Running Pretrained ImageNet: the Easy way

For easier use of pretrained models, we provide a wrapper specifically written for the case of ImageNet, so one can take an image and directly compute features or predictions from them. Both Python and Matlab wrappers are provided. We will describe the use of the Python wrapper here, and the Matlab wrapper usage is very similar.

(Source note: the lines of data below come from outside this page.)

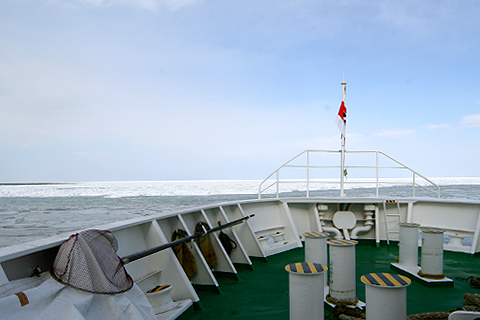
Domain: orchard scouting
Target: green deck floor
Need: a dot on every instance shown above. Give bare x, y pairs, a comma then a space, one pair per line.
262, 293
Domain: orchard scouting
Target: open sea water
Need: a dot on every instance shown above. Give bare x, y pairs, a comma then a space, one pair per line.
31, 212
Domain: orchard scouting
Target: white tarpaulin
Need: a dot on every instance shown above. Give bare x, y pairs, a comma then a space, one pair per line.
44, 298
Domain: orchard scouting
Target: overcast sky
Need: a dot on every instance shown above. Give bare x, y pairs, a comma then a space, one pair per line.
97, 90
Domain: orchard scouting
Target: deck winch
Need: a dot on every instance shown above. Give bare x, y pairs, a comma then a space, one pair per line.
344, 221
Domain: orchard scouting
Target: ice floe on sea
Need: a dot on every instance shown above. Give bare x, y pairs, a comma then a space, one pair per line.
118, 189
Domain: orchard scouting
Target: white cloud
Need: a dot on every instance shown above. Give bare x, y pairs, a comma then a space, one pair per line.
395, 133
471, 120
438, 126
146, 4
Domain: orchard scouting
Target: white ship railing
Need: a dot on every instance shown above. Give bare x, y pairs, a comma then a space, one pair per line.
305, 164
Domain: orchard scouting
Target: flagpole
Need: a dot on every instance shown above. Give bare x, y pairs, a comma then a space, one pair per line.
342, 137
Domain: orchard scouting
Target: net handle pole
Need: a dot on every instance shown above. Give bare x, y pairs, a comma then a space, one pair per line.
145, 253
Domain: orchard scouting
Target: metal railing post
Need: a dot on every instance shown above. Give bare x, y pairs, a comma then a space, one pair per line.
308, 173
278, 183
376, 165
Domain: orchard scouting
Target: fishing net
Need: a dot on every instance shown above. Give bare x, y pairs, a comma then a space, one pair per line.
88, 261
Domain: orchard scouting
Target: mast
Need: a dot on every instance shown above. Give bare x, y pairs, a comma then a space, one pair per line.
342, 137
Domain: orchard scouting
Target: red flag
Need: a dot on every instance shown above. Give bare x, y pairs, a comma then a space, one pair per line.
342, 118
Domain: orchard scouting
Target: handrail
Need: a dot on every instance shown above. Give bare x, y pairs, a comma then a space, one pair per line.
309, 167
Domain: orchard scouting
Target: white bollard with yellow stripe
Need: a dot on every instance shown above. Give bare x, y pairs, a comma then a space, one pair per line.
342, 272
432, 253
386, 296
316, 249
306, 290
408, 246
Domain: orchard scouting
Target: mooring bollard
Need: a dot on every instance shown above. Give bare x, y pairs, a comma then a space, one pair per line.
316, 249
386, 296
432, 253
306, 290
342, 270
408, 246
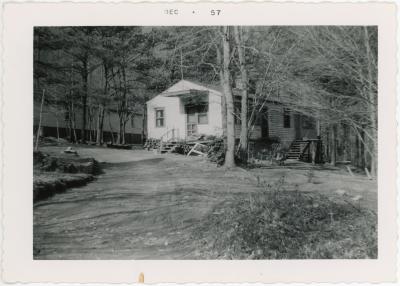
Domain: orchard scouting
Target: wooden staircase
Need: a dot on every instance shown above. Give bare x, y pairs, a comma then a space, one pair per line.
168, 147
168, 141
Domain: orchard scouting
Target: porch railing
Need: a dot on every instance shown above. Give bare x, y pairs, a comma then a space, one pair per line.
168, 136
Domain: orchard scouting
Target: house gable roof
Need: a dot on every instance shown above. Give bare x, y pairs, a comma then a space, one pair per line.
188, 86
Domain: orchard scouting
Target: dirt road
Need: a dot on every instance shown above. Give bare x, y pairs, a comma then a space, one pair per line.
142, 207
145, 206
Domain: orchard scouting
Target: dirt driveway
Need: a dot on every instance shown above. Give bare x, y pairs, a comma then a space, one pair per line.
144, 206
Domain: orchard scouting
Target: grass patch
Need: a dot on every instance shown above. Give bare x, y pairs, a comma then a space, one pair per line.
287, 224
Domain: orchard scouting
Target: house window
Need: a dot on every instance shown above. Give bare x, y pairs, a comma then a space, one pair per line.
286, 118
160, 117
202, 114
197, 114
307, 122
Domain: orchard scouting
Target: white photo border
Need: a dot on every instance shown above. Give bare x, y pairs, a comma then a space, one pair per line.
17, 113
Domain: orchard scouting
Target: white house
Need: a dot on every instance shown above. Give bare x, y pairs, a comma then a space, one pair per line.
187, 108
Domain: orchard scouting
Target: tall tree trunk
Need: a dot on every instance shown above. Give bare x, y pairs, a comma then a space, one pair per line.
333, 144
362, 148
144, 120
243, 114
372, 103
223, 99
230, 123
40, 123
100, 122
85, 76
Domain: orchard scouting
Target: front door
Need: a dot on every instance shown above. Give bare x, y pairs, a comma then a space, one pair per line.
191, 125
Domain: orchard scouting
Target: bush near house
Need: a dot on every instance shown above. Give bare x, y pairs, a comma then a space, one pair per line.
54, 174
281, 224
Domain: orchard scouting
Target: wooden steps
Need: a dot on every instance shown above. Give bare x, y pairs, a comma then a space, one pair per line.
168, 147
296, 150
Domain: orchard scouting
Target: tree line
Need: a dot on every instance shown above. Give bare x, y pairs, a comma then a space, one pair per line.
327, 72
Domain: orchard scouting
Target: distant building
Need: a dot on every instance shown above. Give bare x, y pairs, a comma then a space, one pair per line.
55, 123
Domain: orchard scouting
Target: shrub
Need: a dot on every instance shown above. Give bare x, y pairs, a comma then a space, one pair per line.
280, 224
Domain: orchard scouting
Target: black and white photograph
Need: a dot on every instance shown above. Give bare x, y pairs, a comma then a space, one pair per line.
205, 142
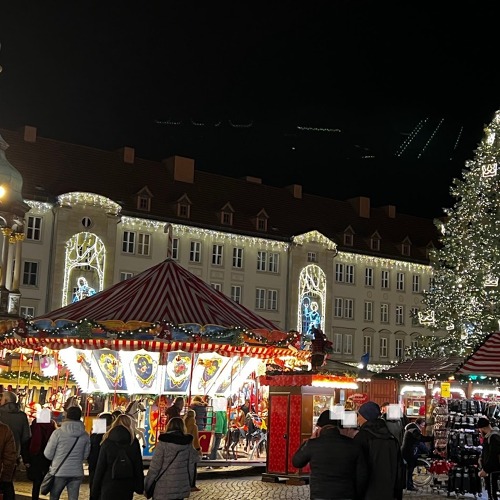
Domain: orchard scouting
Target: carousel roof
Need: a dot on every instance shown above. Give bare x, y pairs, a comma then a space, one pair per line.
484, 361
165, 292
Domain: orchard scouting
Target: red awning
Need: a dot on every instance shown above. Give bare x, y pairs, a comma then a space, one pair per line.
485, 360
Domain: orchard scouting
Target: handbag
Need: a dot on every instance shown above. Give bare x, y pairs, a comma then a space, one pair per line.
48, 479
150, 491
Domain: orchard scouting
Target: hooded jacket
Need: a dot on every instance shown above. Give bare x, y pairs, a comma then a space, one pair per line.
338, 465
17, 420
103, 485
385, 463
60, 443
176, 481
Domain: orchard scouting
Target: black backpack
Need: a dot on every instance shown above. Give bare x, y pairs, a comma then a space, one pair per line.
122, 467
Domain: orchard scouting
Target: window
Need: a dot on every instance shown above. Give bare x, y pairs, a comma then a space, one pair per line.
267, 261
143, 243
383, 347
415, 283
399, 348
337, 343
34, 228
128, 243
367, 344
144, 203
385, 279
312, 257
30, 273
175, 248
348, 344
217, 251
369, 276
260, 298
266, 299
384, 313
400, 282
27, 312
343, 308
195, 252
238, 257
368, 310
400, 315
236, 293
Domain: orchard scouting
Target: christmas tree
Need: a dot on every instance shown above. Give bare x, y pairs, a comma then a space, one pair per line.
464, 294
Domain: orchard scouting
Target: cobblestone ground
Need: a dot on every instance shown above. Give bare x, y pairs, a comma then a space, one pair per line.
236, 483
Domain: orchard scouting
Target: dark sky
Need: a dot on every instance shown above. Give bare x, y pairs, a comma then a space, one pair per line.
346, 98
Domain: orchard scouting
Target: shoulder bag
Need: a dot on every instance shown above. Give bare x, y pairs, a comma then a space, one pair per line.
48, 479
150, 491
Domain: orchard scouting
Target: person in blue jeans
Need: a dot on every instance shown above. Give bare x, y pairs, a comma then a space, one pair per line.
70, 474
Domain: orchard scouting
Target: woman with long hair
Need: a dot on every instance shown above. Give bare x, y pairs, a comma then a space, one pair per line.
173, 463
119, 471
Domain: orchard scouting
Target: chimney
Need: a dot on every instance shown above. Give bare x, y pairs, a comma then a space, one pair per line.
29, 133
296, 190
361, 205
390, 211
254, 180
128, 154
181, 168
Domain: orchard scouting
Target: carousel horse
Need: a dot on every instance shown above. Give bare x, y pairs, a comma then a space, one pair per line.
134, 410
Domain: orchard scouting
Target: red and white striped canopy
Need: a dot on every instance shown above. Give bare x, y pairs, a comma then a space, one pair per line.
165, 292
485, 360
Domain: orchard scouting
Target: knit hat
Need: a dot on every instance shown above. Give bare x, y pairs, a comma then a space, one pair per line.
482, 422
74, 413
370, 410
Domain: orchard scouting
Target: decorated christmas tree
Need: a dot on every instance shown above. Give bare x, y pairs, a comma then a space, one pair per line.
463, 298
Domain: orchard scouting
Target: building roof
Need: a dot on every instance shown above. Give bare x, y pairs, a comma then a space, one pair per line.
51, 168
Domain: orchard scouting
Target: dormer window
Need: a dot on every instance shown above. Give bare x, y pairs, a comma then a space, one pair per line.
226, 215
184, 207
349, 237
375, 242
261, 221
143, 199
406, 247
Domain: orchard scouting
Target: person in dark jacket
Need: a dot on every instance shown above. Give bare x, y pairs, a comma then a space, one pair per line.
383, 455
95, 446
34, 459
338, 465
120, 435
413, 445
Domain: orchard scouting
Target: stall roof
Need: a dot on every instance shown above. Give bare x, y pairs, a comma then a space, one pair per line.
427, 367
165, 292
485, 360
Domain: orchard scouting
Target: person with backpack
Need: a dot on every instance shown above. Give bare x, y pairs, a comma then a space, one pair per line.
382, 453
489, 462
119, 471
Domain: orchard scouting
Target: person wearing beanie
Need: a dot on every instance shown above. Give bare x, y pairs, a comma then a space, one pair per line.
382, 453
70, 474
489, 462
338, 465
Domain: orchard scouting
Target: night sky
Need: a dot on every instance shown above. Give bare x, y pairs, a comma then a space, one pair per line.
385, 101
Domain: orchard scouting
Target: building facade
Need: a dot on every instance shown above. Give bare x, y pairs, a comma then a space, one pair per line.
97, 217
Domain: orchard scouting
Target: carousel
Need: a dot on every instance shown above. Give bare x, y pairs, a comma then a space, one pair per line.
163, 333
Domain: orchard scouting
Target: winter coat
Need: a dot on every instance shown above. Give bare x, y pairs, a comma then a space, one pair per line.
17, 420
338, 465
385, 465
106, 488
8, 454
60, 443
33, 455
411, 440
176, 481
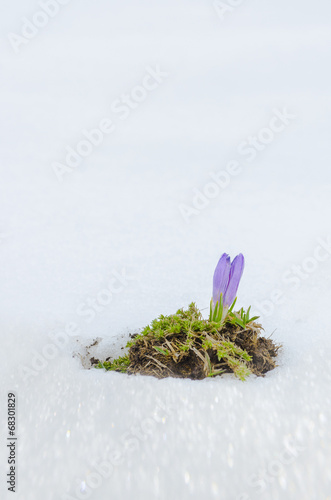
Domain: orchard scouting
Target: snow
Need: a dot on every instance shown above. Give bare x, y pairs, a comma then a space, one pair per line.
112, 232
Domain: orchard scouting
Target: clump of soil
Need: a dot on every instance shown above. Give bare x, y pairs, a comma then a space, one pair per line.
185, 345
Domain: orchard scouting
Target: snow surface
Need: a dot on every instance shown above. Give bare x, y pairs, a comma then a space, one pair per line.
118, 212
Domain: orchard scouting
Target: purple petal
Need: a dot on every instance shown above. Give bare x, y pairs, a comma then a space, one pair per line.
236, 271
221, 277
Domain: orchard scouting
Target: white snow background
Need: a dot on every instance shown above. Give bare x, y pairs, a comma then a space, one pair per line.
90, 434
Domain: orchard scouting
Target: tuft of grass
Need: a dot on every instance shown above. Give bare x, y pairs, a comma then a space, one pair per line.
186, 345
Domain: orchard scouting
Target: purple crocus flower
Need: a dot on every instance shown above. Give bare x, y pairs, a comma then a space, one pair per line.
227, 276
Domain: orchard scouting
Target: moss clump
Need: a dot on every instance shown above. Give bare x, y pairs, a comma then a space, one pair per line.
185, 345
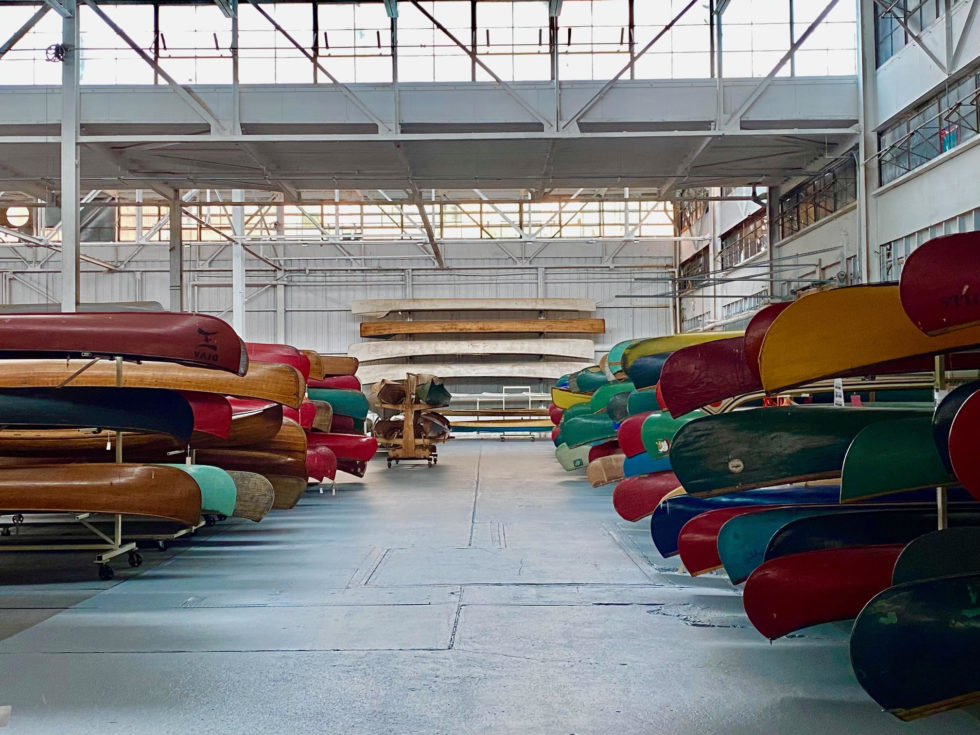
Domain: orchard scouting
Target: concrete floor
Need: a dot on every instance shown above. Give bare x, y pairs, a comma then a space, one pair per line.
493, 593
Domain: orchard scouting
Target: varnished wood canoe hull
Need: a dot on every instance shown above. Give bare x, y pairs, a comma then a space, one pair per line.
196, 340
131, 489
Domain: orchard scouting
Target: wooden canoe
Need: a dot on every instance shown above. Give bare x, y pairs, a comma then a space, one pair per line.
945, 553
635, 498
702, 374
963, 444
130, 489
767, 446
196, 340
890, 457
282, 354
847, 330
669, 343
793, 592
940, 285
389, 350
606, 469
914, 646
489, 326
276, 383
119, 409
254, 495
378, 308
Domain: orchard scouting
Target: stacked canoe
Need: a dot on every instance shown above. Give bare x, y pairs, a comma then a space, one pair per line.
826, 513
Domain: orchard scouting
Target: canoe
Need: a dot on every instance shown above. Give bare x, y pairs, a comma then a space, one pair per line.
487, 326
945, 553
195, 340
565, 399
588, 429
942, 418
390, 350
605, 470
265, 382
700, 519
806, 342
323, 418
344, 402
346, 446
218, 491
118, 409
659, 429
794, 592
940, 284
635, 498
669, 343
572, 459
317, 367
892, 456
347, 382
914, 646
768, 446
643, 464
282, 354
895, 523
253, 495
130, 489
703, 374
355, 467
963, 454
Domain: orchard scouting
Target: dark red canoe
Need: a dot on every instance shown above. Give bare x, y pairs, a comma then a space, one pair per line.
637, 497
940, 284
197, 340
793, 592
284, 354
702, 374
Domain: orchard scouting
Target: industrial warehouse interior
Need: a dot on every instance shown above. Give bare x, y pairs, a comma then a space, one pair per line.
490, 366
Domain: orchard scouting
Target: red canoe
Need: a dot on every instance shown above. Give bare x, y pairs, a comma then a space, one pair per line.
792, 592
603, 450
345, 446
940, 285
964, 439
212, 413
284, 354
197, 340
637, 497
697, 543
629, 435
702, 374
346, 382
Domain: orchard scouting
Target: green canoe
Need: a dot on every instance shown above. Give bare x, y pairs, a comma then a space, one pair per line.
351, 403
770, 446
892, 456
218, 493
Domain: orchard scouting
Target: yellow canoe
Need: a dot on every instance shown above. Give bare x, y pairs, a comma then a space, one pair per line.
566, 399
829, 333
670, 343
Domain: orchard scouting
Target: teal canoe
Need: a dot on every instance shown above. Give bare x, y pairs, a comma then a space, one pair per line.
351, 403
218, 492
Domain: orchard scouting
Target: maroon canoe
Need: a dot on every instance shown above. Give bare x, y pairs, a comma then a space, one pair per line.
284, 354
940, 284
702, 374
196, 340
964, 441
792, 592
697, 543
345, 446
637, 497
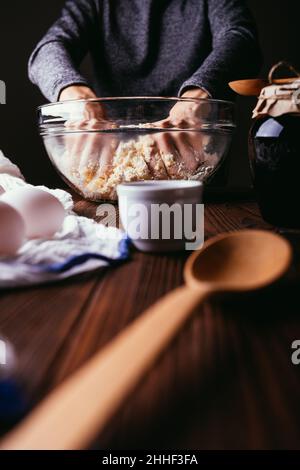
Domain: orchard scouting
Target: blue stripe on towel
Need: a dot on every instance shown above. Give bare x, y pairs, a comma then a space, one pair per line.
76, 260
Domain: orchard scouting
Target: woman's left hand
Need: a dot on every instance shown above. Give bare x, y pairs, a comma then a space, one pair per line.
185, 145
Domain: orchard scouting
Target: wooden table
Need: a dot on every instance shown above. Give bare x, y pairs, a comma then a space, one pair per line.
226, 382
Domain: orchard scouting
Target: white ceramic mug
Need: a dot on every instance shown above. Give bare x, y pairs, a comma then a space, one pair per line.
163, 215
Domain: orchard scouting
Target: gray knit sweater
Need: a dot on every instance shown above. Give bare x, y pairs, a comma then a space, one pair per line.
148, 47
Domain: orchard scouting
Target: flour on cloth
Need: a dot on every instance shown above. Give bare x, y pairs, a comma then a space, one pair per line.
87, 244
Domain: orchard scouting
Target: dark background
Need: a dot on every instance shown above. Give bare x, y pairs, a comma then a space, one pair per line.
22, 23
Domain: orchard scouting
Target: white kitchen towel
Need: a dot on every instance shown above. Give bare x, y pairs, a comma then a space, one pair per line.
82, 245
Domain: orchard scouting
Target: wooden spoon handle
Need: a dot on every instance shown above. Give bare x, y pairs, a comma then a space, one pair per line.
76, 411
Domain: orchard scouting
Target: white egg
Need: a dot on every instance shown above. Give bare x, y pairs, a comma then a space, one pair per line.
12, 229
42, 212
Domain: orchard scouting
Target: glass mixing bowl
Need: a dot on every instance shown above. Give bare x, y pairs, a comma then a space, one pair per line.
97, 144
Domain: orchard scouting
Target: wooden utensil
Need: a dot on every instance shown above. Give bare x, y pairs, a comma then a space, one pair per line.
73, 414
254, 86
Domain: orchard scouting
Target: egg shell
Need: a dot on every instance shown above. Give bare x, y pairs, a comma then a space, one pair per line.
12, 230
42, 212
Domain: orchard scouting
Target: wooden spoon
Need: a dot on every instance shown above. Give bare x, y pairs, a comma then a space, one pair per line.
253, 87
73, 414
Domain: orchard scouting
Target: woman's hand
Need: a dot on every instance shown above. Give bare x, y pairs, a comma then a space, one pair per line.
186, 146
89, 155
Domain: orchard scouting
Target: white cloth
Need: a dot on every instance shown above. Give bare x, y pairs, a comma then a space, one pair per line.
73, 250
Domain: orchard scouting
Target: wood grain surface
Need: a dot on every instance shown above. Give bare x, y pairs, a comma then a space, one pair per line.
226, 382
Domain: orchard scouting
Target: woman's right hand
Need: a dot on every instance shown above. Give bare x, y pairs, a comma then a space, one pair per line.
89, 155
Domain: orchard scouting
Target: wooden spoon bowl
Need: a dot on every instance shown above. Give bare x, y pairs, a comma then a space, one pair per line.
254, 86
73, 414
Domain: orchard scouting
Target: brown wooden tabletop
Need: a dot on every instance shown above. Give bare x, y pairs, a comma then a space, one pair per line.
226, 382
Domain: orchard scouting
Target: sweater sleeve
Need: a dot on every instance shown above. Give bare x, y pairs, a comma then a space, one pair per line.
54, 63
235, 49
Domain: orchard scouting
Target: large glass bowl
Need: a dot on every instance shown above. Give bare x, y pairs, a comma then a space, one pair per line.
97, 144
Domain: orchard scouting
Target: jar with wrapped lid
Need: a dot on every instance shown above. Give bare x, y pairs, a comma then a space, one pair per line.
274, 148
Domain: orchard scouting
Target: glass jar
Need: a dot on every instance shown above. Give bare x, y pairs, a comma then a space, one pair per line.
274, 147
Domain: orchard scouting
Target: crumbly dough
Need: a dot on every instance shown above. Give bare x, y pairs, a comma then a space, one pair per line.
134, 160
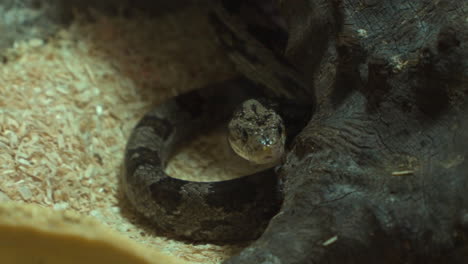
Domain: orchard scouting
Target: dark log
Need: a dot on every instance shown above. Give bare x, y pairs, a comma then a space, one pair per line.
380, 174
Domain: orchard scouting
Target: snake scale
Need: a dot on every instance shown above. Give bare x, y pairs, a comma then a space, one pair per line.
220, 211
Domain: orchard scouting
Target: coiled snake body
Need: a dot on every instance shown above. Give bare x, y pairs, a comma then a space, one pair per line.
221, 211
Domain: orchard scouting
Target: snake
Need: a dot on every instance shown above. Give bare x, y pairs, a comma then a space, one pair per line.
262, 111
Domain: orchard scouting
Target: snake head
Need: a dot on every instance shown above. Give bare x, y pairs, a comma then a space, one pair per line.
257, 133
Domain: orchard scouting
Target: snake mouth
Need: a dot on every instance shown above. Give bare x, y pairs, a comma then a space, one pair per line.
264, 154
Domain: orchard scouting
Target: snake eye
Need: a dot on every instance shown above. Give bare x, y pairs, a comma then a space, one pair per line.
280, 129
244, 136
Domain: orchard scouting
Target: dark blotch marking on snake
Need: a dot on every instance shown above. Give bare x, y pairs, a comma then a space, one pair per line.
140, 157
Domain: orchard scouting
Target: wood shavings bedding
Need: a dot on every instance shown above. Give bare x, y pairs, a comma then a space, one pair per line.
67, 106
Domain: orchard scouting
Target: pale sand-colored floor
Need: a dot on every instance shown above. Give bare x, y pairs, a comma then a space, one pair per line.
67, 106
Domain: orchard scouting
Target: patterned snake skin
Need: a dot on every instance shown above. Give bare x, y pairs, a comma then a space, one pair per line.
222, 211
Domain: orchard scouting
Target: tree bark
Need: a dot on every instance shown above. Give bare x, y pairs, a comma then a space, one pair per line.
380, 173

We assume that you have successfully compiled Caffe and set the correct PYTHONPATH. If not, please refer to the installation instructions. You will use our pre-trained imagenet model, which you can download (232.57MB) by running examples/imagenet/get_caffe_reference_imagenet_model.sh. Note that this pre-trained model is licensed for academic research / non-commercial use only.

Ready? Let's start.


In [1]:
from caffe import imagenet
from matplotlib import pyplot

# Set the right path to your model file, pretrained model,
# and the image you would like to classify.
MODEL_FILE = 'imagenet/imagenet_deploy.prototxt'
PRETRAINED = 'imagenet/caffe_reference_imagenet_model'
IMAGE_FILE = 'images/cat.jpg'

Loading a network is easy. imagenet.ImagenetClassifier wraps everything. In default, the classifier will crop the center and corners of an image, as well as their mirrored versions, thus creating a batch of 10 images. If you look at the provided MODEL_FILE you can actually see that we are defining the input batch size to be 10.

If you would like to just do the center, you need to specify center_only=1, and also change the batch size from 10 to 1 in the prototxt.


In [2]:
net = imagenet.ImageNetClassifier(
    MODEL_FILE, PRETRAINED)

We will set the phase to test since we are doing testing, and will first use CPU for the computation.


In [3]:
net.caffenet.set_phase_test()
net.caffenet.set_mode_cpu()

So now, we can do a prediction. Let's show some output as well:


In [4]:
prediction = net.predict(IMAGE_FILE)
print 'prediction shape:', prediction.shape
pyplot.plot(prediction)


prediction shape: (1000,)
Out[4]:
[<matplotlib.lines.Line2D at 0x8400dd0>]

You can see that the prediction is 1000-dimensional, and is pretty sparse.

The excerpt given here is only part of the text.